Pfluger chaired a hearing of his Homeland Security subcommittee on counterterrorism, law enforcement and intelligence Thursday, focused on countering the threats that Chinese encroachment presents to the U.S.
"This Chinese surveillance balloon was a brazen display of espionage in the U.S. homeland, but it is ultimately one of many ways the CCP is working to exploit our vulnerabilities," Pfluger said in his opening statement. "Today, we must take the conversation beyond the balloon and discuss all the avenues the CCP is threatening U.S. homeland security."
Prior to the hearing, the Republican said he wants his subcommittee to examine threats to critical U.S. infrastructure. "Think about the transmission lines for electricity, for energy, for, you know, our roads,” he said.
China is one of the few areas in the current Congress on which Republicans and Democrats have found common ground, and Pfluger believes the hearing will demonstrate the common interest that both parties have in reining in these threats.
“This is a bipartisan issue. In fact, it’s nonpartisan," he said. "And I think on this particular hearing, especially given that we just saw a Chinese spy balloon fly across the country, it’s important and I think it’s a wake-up call, to understand what else the Chinese Communist Party is doing inside the United States of America.”
“I think they’ve been operating at a threshold below the level of conflict for a long time, but also to their benefit and to the detriment of the U.S.,” he added.
Pfluger’s subcommittee is separate from the House’s new China select committee, which has shown signs of bipartisanship and held its first hearing last week examining the numerous technological, economic and military threats from the Chinese Communist Party.
Thursday's hearing also examined a variety of areas in which China is working to undermine the U.S. The panel heard testimony from William Evanina, the former director of the U.S. National Counterintelligence and Security Center, as well as experts in cybersecurity, aerospace engineering and Chinese national security.

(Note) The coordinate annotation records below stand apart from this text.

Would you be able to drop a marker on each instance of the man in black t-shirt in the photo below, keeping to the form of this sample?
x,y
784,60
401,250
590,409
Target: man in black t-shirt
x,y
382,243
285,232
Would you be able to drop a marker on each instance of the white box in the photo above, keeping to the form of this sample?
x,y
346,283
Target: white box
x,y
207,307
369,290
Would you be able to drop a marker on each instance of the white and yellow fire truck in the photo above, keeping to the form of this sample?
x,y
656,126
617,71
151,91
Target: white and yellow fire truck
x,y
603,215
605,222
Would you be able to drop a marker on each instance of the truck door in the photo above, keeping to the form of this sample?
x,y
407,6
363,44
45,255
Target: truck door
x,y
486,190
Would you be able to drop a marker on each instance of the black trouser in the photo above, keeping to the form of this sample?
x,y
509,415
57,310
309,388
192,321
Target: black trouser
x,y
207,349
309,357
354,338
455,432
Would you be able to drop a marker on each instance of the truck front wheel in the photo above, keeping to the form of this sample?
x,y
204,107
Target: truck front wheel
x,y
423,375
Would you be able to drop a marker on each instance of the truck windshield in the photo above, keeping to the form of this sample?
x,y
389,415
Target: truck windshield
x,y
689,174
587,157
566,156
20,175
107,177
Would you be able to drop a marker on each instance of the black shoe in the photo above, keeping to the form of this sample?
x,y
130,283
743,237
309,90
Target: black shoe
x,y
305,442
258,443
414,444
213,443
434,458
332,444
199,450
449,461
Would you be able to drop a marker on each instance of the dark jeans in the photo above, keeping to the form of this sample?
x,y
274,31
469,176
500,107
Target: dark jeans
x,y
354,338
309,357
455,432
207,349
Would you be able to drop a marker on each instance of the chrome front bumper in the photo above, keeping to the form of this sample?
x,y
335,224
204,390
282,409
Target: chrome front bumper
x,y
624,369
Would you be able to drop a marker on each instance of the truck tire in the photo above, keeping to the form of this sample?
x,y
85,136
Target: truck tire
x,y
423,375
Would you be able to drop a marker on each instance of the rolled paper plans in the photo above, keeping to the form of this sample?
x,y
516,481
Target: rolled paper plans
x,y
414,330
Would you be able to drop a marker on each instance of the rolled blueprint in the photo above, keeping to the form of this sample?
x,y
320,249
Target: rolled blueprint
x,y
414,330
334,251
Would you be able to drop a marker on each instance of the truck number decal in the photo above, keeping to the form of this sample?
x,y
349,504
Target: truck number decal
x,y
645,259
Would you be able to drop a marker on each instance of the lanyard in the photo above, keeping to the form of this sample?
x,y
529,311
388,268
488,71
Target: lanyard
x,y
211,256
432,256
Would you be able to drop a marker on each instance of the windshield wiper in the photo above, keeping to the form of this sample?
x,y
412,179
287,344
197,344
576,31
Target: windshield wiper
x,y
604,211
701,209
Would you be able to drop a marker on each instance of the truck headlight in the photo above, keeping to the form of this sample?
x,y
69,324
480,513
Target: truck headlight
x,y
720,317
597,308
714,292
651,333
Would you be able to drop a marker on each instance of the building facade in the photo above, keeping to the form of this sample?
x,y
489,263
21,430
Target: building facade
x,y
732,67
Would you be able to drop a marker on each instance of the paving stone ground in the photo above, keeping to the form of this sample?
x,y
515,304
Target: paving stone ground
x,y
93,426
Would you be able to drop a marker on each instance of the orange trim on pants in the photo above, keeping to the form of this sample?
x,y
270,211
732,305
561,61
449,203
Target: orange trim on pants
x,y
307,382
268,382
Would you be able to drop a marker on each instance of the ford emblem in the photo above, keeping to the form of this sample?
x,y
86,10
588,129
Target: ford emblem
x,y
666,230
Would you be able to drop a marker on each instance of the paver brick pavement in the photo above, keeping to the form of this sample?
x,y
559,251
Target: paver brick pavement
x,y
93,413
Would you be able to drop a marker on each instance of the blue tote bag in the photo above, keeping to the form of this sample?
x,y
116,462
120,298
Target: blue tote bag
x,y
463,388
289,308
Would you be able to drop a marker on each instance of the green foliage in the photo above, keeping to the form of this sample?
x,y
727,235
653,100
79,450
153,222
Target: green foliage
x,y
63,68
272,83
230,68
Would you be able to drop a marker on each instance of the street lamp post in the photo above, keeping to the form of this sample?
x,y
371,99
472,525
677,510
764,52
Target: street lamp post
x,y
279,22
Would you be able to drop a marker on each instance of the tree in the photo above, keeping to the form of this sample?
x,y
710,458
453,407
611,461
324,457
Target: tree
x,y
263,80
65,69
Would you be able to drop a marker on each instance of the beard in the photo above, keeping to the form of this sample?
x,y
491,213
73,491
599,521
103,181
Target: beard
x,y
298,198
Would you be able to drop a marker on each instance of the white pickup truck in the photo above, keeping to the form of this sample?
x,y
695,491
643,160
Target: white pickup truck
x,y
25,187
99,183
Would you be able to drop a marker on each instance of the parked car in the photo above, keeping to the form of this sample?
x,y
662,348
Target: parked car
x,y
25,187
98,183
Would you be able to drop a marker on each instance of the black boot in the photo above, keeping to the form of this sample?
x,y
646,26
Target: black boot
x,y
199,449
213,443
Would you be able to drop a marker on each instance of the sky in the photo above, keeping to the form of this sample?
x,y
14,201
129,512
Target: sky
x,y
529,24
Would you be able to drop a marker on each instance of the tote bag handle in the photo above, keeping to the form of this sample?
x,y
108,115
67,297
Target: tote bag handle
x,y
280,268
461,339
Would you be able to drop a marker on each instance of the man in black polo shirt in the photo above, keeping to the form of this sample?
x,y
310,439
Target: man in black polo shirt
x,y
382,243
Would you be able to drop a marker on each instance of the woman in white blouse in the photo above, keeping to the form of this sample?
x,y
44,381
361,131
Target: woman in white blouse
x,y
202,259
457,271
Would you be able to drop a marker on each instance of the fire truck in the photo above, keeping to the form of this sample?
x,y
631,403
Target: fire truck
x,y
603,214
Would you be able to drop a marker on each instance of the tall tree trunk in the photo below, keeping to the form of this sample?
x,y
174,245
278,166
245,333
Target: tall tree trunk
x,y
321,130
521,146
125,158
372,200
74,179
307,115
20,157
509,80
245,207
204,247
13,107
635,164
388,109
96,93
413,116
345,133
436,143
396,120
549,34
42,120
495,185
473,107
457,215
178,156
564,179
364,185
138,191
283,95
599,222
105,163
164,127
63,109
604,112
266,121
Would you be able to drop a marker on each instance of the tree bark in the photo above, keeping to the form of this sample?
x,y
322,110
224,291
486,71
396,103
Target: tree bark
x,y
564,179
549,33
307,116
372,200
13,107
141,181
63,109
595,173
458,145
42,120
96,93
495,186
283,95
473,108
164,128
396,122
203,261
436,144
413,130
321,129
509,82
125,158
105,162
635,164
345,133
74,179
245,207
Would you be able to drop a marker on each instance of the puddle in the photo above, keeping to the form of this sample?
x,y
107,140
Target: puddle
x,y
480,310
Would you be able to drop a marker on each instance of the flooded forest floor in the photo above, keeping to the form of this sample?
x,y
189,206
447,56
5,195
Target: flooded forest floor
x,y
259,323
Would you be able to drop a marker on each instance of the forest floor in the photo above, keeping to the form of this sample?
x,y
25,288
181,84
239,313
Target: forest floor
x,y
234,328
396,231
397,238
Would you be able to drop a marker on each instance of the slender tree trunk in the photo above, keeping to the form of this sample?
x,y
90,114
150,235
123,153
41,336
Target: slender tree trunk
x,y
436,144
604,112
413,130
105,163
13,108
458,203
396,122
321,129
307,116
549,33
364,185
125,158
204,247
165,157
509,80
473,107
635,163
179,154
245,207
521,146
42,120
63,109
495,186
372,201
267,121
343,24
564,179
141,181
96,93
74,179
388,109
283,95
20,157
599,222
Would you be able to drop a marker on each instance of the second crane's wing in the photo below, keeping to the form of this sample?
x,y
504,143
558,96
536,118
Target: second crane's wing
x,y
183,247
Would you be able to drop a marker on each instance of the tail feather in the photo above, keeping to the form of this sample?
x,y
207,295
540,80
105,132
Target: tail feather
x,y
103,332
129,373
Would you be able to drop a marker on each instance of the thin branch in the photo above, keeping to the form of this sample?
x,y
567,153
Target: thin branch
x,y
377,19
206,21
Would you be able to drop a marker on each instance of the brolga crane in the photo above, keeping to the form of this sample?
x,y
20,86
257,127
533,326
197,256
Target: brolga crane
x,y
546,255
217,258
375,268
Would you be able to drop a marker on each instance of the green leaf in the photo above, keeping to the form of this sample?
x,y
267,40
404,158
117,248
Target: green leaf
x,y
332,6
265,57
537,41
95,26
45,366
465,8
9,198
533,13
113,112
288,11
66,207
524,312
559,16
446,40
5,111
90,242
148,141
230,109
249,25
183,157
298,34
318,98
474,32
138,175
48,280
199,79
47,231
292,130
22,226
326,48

While Pfluger is increasingly concerned about the infrastructure threats China presents, he also is worried about China getting access to many Americans' data through social media apps like TikTok.
“I think every consumer, every American, needs to be aware of what they’re signing up for when it comes to those platforms,” he said.
Several bills are floating in Congress that would give the federal government the ability to reign in TikTok’s influence, with the White House backing new bipartisan legislation that would allow the government to regulate, or even ban, the app.
Pfluger is hoping this is the start of a serious conversation that will lead to tangible results. He made it clear that this is an issue the average American needs to start paying attention to.
A spokesperson for the Chinese Embassy did not respond to a request for comment.